Лето подходило к концу, в городе наступило время астматических и удушливых ночей: стоит открыть окно, как в окно ударяет горячая волна спертого воздуха, насыщенного зловонными испарениями тысяч улиц; ночью не заснуть, и, лежа с открытыми глазами, слышишь прерывистое дыхание мириадной массы, хрипы и; стоны какого-то исполина, так вымотавшегося на работе, что не осталось сил даже на сон… Матушка вяло бродила по дому, слабея день ото дня.

— Ничего страшного нет, — сказал доктор Торопевт. — Просто ослабление организма. Атмосфера Лондона ей противопоказана. Надо вывезти ее за город.

— Мне уезжать нельзя, — сказал отец, — держат дела. Но почему бы вам одним не снять домик в деревне?

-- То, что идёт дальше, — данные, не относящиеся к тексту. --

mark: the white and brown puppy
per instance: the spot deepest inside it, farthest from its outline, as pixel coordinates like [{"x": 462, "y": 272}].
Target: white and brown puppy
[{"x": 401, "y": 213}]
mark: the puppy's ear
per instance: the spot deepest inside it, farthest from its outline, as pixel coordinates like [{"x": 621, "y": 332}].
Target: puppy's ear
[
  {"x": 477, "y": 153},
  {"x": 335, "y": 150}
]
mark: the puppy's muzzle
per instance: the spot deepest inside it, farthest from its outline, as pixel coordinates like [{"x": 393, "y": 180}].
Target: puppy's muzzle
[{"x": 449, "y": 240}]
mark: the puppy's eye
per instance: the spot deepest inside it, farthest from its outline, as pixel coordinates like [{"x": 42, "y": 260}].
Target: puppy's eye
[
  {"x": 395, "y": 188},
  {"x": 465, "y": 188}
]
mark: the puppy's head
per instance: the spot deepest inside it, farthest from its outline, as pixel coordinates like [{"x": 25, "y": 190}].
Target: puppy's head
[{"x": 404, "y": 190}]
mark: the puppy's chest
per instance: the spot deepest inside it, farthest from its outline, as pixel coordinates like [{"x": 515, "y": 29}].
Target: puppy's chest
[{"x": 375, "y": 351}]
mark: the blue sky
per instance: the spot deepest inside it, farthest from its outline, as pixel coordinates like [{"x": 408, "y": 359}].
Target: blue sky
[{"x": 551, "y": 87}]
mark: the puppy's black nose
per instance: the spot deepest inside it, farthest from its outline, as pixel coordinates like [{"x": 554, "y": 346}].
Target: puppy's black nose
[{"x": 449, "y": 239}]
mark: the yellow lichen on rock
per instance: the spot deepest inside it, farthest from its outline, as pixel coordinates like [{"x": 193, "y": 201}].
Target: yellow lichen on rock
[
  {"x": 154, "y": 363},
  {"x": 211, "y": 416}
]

Попозже, возможно, и мне удастся вырваться.

Матушка согласилась — теперь она во всем соглашалась с отцом, — и вот мы опять карабкаемся в гору к башне, которую зачем-то отгрохал счастливый в своем безумии старый Джекоб, — хотя поднимаемся мы медленнее, чем в былые времена, со многими остановками; опять отдыхаем на ее верхней площадке, прячась от ветра, который беспрестанно воет, ударяясь о ветхие стены; опять смотрим на далекие горы, укутанные белой призрачной дымкой; опять» любуемся кораблями, возникающими и исчезающими за горизонтом, — а под нами лежат луга и нивы и плавно течет милая речка.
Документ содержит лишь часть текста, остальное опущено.